The Court subsequently certified the Competition Act claim (2021 BCSC 351), finding that the plaintiff’s proposed amendments addressed the issues it had previously raised with respect to timing. In doing so, the Court rejected the defendants’ opposition to the amendments on the basis that the submissions effectively amounted to a request for the court to reconsider determinations it had already made on the basis of new arguments that were not made at the certification hearing.
The Court removed from the class individuals who flew on flights where the airline was not the entity that received the baggage fees.
The airline argued that commonality could not be established because the terms of its contracts with passengers differ depending on the circumstances surrounding each class member at the time of purchase. The Court rejected this argument and accepted the claim as a common issue. However, the court ordered a common issues trial on the basis that the tariffs were ambiguous insofar as they contain terms that contradict one another with respect to baggage fees, and thus needed to be properly construed.
The airline argued that because the determination of whether there was a juristic reason for enrichment would require an analysis of each individual contract, there could be no common issues in unjust enrichment. The Court rejected this argument, stating that the answer to this question will not differ between class members. The contract will either provide a juristic reason or not.
The Court found that the large number of claims, each for a small amount, made a class proceeding the only practical means of providing meaningful access to justice to the large number of individuals who may have a claim.
The airline raised the issue of double recovery due to a similar class proceeding in Saskatchewan with respect to baggage fees charged by it and another airline. Because that proceeding has not been certified, the Court found that any concerns about double recovery are mere speculation.
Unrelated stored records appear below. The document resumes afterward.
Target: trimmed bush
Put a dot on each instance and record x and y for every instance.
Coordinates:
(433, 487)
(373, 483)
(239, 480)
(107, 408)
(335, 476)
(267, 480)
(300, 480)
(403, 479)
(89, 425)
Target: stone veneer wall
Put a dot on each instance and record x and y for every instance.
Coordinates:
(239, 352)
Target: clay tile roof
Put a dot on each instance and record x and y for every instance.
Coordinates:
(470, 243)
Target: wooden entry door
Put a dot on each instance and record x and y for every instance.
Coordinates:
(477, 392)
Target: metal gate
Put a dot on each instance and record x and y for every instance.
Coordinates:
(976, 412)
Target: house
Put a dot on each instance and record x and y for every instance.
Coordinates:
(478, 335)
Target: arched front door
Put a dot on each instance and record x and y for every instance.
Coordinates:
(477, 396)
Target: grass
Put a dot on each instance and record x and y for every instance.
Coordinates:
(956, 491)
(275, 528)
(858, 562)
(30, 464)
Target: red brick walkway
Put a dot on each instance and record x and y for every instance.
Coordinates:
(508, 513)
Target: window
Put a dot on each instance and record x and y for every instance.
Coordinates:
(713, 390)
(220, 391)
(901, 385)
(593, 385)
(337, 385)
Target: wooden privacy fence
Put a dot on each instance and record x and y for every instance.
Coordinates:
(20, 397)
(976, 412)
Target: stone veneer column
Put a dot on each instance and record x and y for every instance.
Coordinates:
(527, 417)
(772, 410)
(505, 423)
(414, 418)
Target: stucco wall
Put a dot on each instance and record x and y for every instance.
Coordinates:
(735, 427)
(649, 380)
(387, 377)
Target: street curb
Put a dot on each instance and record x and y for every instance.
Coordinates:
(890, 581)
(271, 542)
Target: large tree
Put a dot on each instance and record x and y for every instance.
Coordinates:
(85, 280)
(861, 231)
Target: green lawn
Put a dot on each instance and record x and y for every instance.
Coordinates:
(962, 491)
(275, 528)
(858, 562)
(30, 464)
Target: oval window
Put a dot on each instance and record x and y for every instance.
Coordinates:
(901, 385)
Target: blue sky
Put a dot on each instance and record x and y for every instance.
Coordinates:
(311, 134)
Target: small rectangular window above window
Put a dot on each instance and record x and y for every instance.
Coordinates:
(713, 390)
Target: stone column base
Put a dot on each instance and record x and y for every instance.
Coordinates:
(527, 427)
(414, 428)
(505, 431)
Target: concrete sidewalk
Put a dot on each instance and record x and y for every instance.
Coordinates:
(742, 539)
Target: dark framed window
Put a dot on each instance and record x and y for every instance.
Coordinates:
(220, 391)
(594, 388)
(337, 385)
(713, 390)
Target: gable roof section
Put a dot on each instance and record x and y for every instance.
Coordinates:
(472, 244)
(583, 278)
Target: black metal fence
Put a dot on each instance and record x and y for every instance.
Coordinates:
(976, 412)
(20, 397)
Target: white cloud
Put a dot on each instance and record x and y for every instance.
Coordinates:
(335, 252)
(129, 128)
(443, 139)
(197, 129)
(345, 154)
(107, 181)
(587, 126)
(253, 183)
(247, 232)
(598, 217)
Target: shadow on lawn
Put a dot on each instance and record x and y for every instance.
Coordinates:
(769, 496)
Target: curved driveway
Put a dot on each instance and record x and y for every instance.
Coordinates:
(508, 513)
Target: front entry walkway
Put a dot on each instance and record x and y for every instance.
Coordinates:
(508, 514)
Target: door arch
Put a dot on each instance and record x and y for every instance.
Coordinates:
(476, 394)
The Court found that the proposed representative plaintiff was suitable as she was subject to a contract of carriage with the airline during the class period and paid baggage fees for her first checked bag.
The Court therefore certified the plaintiff’s claims in relation to breach of contract and unjust enrichment and granted leave to the plaintiff to amend its notice of civil claim to plead the temporal requirement.
There may be a growing trend of certifying cases applying double ticketing provisions to online sales, but it does not mean that these claims will succeed at trial. Indeed, in both the Airbnb case and the airline case, the courts expressed skepticism about the merits of the plaintiffs’ cases. Nonetheless, businesses putting two prices on a product or service to lure customers but then charging the higher price face potential class actions.